My six-year-old son Grant loves school—that is, all school except the Sunday Chinese School. To him, it is boring, too hard, and no fun. Last year, after trying the kindergarten class at our local Chinese school (and being a left-behind student) for two months, he dropped out.
Being a liberal educator and a non-tiger mom, I didn’t feel like forcing him to learn something that he was not interested in—until one day he said to me, “Mommy, do you know why I can’t speak Chinese? It’s because you never taught me when I was a baby!”
As a mother, I had been used to being named the source of all faults, but this particular accusation brought me chills—I would be considered a criminal, at least by myself, if he brought up the same claim when he graduates from high school.
Ridden by guilt, I sent him back to Chinese school this fall.
On the first day of school, dropping Grant off at the first graders’ classroom was quite dramatic: all the parents and their well-behaved kids watched me struggle to break away from his clenching and screaming. But then something happened, and it made my Chinese-resenting son fall in love with learning Chinese. This something was a computer program on a CD that was given to first-grade Chinese students as a homework assignment.

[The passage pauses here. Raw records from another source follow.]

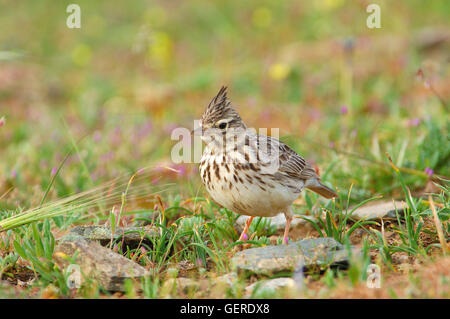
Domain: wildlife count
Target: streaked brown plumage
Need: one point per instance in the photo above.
(251, 174)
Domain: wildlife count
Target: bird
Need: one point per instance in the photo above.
(248, 173)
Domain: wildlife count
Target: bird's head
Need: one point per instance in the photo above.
(220, 118)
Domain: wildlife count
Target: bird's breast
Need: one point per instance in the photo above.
(243, 187)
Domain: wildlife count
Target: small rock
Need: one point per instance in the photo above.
(97, 262)
(279, 221)
(227, 279)
(131, 236)
(185, 285)
(271, 285)
(383, 209)
(306, 253)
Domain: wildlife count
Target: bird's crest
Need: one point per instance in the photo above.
(220, 108)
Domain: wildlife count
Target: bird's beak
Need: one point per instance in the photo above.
(198, 131)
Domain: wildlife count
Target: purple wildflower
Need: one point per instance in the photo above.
(413, 122)
(97, 136)
(429, 171)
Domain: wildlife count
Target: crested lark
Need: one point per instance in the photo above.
(251, 174)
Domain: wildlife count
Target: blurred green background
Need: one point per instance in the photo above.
(137, 69)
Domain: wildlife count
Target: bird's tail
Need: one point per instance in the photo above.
(316, 186)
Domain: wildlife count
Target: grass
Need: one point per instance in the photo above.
(87, 115)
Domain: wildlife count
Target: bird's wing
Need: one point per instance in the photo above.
(290, 163)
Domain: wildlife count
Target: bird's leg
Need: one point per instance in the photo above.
(244, 235)
(286, 229)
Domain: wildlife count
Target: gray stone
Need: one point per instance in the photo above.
(94, 261)
(306, 253)
(382, 209)
(272, 285)
(131, 236)
(185, 285)
(278, 221)
(227, 279)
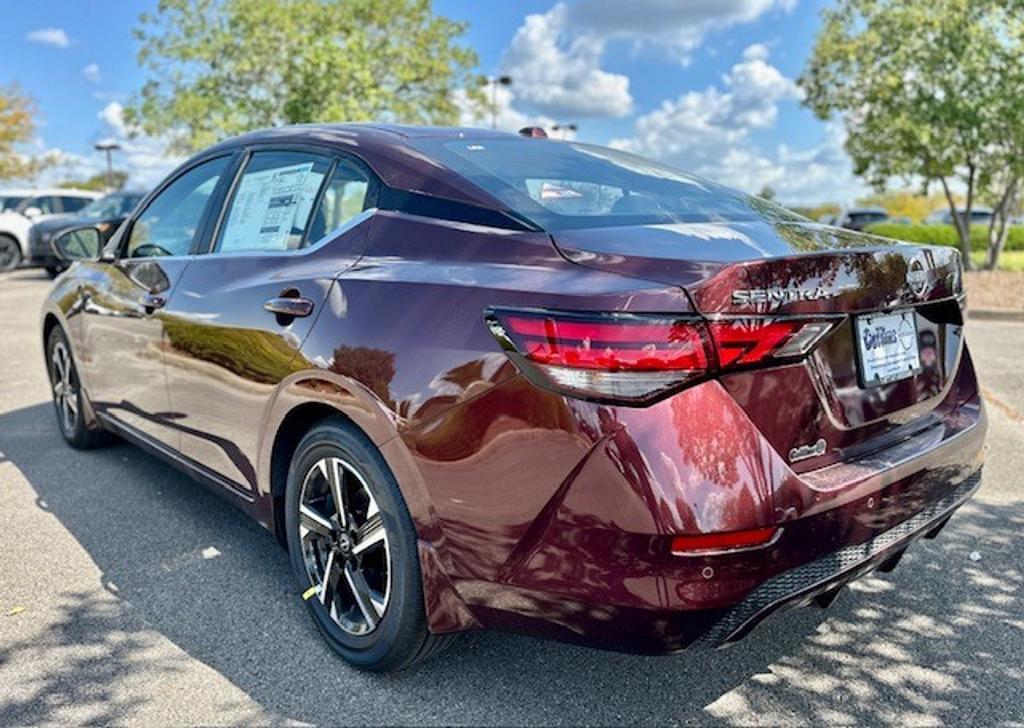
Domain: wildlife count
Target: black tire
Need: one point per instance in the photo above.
(10, 254)
(399, 637)
(68, 401)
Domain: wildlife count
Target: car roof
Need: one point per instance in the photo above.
(60, 191)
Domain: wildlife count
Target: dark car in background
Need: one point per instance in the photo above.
(105, 214)
(478, 381)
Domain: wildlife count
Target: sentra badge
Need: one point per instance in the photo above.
(754, 296)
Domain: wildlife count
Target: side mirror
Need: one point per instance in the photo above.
(78, 244)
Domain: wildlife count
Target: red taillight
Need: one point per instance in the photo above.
(635, 357)
(626, 344)
(730, 541)
(604, 356)
(743, 342)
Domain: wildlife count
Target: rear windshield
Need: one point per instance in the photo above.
(559, 185)
(867, 217)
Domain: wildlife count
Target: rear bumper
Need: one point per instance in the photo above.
(825, 575)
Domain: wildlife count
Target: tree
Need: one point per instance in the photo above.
(17, 126)
(907, 203)
(929, 90)
(220, 68)
(97, 182)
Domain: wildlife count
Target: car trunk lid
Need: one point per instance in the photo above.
(822, 409)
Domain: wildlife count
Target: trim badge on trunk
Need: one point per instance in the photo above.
(811, 451)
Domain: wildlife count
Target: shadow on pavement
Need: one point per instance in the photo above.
(931, 641)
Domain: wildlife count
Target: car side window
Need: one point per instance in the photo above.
(74, 204)
(271, 206)
(344, 198)
(170, 221)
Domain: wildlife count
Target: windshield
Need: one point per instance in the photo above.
(9, 202)
(111, 206)
(561, 185)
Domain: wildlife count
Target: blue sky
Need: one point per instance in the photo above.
(705, 84)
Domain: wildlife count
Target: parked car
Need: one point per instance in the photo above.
(33, 206)
(859, 218)
(473, 380)
(979, 216)
(105, 214)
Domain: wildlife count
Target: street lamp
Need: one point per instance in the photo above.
(564, 128)
(109, 147)
(495, 82)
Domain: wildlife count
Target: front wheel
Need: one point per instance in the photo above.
(10, 253)
(68, 396)
(353, 551)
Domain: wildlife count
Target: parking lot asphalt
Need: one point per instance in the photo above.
(130, 594)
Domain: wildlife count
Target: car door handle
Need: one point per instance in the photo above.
(289, 307)
(153, 301)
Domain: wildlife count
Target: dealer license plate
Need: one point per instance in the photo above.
(887, 347)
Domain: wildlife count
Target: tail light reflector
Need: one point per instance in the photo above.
(635, 357)
(728, 541)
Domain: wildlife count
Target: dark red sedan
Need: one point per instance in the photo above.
(473, 380)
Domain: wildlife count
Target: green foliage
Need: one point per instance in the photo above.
(219, 68)
(17, 125)
(930, 90)
(97, 182)
(945, 234)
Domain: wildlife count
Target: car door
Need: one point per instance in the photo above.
(122, 323)
(241, 312)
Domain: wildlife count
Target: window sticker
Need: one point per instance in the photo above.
(270, 207)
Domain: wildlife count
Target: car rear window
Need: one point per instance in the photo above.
(558, 185)
(865, 218)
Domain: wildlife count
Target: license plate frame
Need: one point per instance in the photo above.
(888, 349)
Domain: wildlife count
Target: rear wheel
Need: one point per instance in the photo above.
(68, 395)
(10, 253)
(353, 551)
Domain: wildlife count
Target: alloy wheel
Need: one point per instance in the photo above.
(10, 253)
(65, 386)
(344, 546)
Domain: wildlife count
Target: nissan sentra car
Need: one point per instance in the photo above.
(473, 380)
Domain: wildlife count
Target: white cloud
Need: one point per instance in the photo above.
(506, 118)
(674, 25)
(710, 132)
(143, 158)
(555, 58)
(91, 73)
(560, 75)
(716, 117)
(49, 36)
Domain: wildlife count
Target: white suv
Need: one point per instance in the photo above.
(20, 208)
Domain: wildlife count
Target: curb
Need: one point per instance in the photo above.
(995, 314)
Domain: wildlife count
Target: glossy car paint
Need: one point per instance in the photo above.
(536, 512)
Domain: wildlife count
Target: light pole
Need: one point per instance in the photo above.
(495, 81)
(564, 128)
(109, 147)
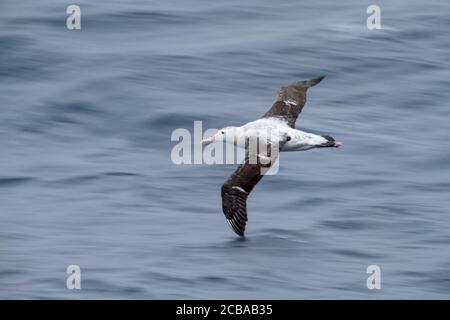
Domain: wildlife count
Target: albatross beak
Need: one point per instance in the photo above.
(209, 140)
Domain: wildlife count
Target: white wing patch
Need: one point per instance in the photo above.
(239, 188)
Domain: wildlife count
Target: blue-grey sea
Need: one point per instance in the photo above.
(86, 176)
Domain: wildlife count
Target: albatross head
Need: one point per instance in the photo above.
(227, 134)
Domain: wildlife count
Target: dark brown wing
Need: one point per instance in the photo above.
(290, 101)
(237, 188)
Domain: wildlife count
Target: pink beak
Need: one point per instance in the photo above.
(209, 140)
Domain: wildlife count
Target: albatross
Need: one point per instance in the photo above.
(276, 129)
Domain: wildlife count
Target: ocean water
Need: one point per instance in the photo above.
(86, 176)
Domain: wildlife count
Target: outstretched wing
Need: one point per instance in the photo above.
(290, 101)
(236, 189)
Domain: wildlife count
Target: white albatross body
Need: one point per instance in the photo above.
(275, 128)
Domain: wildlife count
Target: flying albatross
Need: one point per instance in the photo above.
(276, 129)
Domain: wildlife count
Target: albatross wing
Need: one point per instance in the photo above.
(236, 189)
(290, 101)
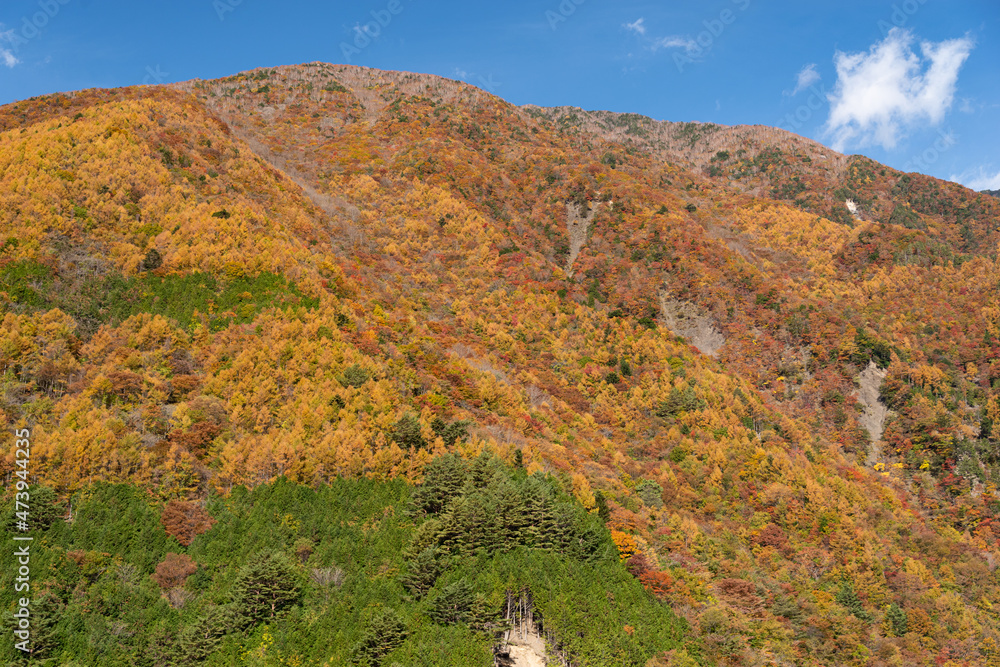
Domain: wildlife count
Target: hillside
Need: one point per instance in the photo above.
(783, 411)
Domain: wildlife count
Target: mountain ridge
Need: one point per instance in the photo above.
(365, 257)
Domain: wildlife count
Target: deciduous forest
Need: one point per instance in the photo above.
(325, 365)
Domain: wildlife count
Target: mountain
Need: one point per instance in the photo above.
(767, 370)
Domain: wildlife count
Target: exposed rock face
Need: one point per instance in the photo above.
(876, 411)
(577, 225)
(686, 319)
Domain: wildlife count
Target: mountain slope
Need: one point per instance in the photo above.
(312, 271)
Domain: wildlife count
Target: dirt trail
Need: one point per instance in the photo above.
(525, 656)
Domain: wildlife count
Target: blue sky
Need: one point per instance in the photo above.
(911, 83)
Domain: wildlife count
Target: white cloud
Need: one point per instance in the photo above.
(636, 26)
(806, 77)
(978, 179)
(675, 42)
(881, 93)
(8, 58)
(6, 55)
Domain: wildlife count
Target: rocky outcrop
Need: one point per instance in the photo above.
(875, 411)
(690, 321)
(577, 225)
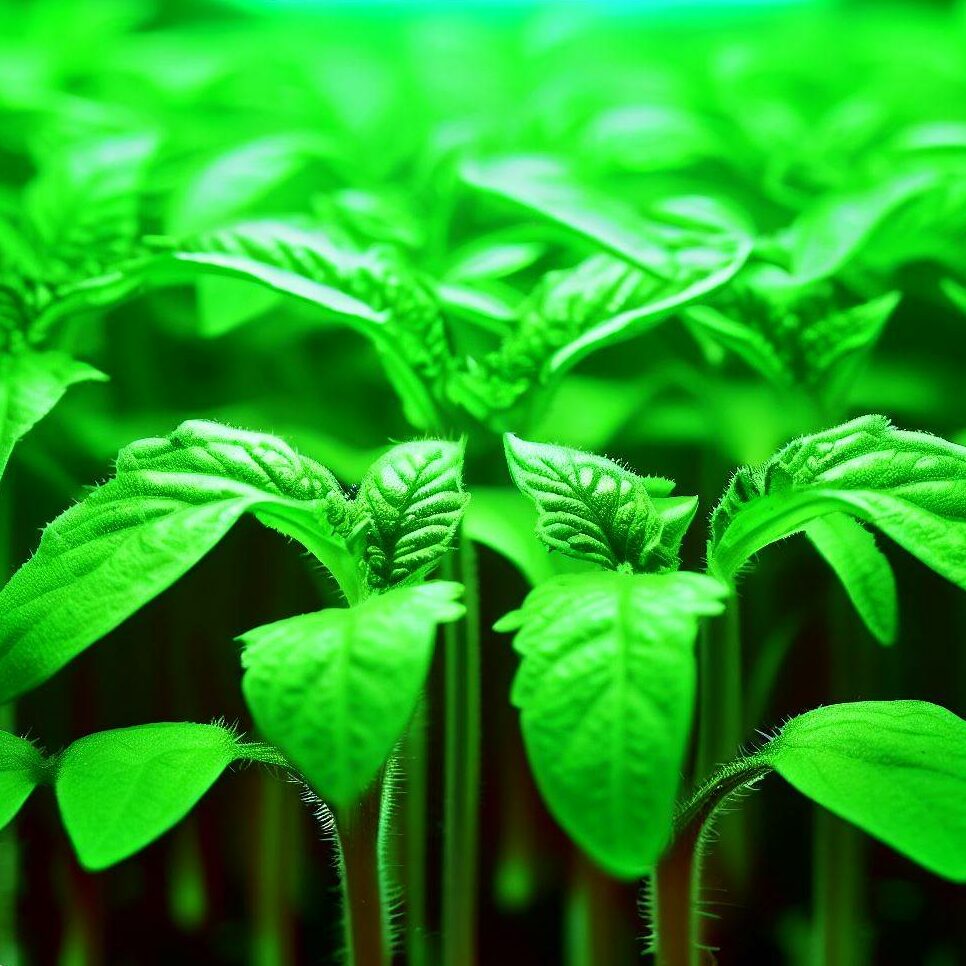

After learning the rhymed text in class, students were supposed to unscramble the sentences by dragging the characters to the right location. They were timed for their action and given a code to copy down to their homework booklet as proof of completion.
With his eyes fixed on the screen and his hand fiercely moving the mouse, Grant completed his weekly assignments at once and moved on to the next lesson by himself. Once in a while, he would throw his hand over his head and shake his fist, announcing with excitement “yeah, I got it in fifty seconds, Mommy” or “seriously, Mommy, I’ve got it in zero seconds before!” I know that zero-second record was a miscount because he couldn’t read the Chinese word for a minute that stood in front of zero seconds, but nevertheless, I was thrilled—not just by my son’s progress but more by witnessing live evidence of the impact of technology or, more precisely, the strategy of making learning a fun game.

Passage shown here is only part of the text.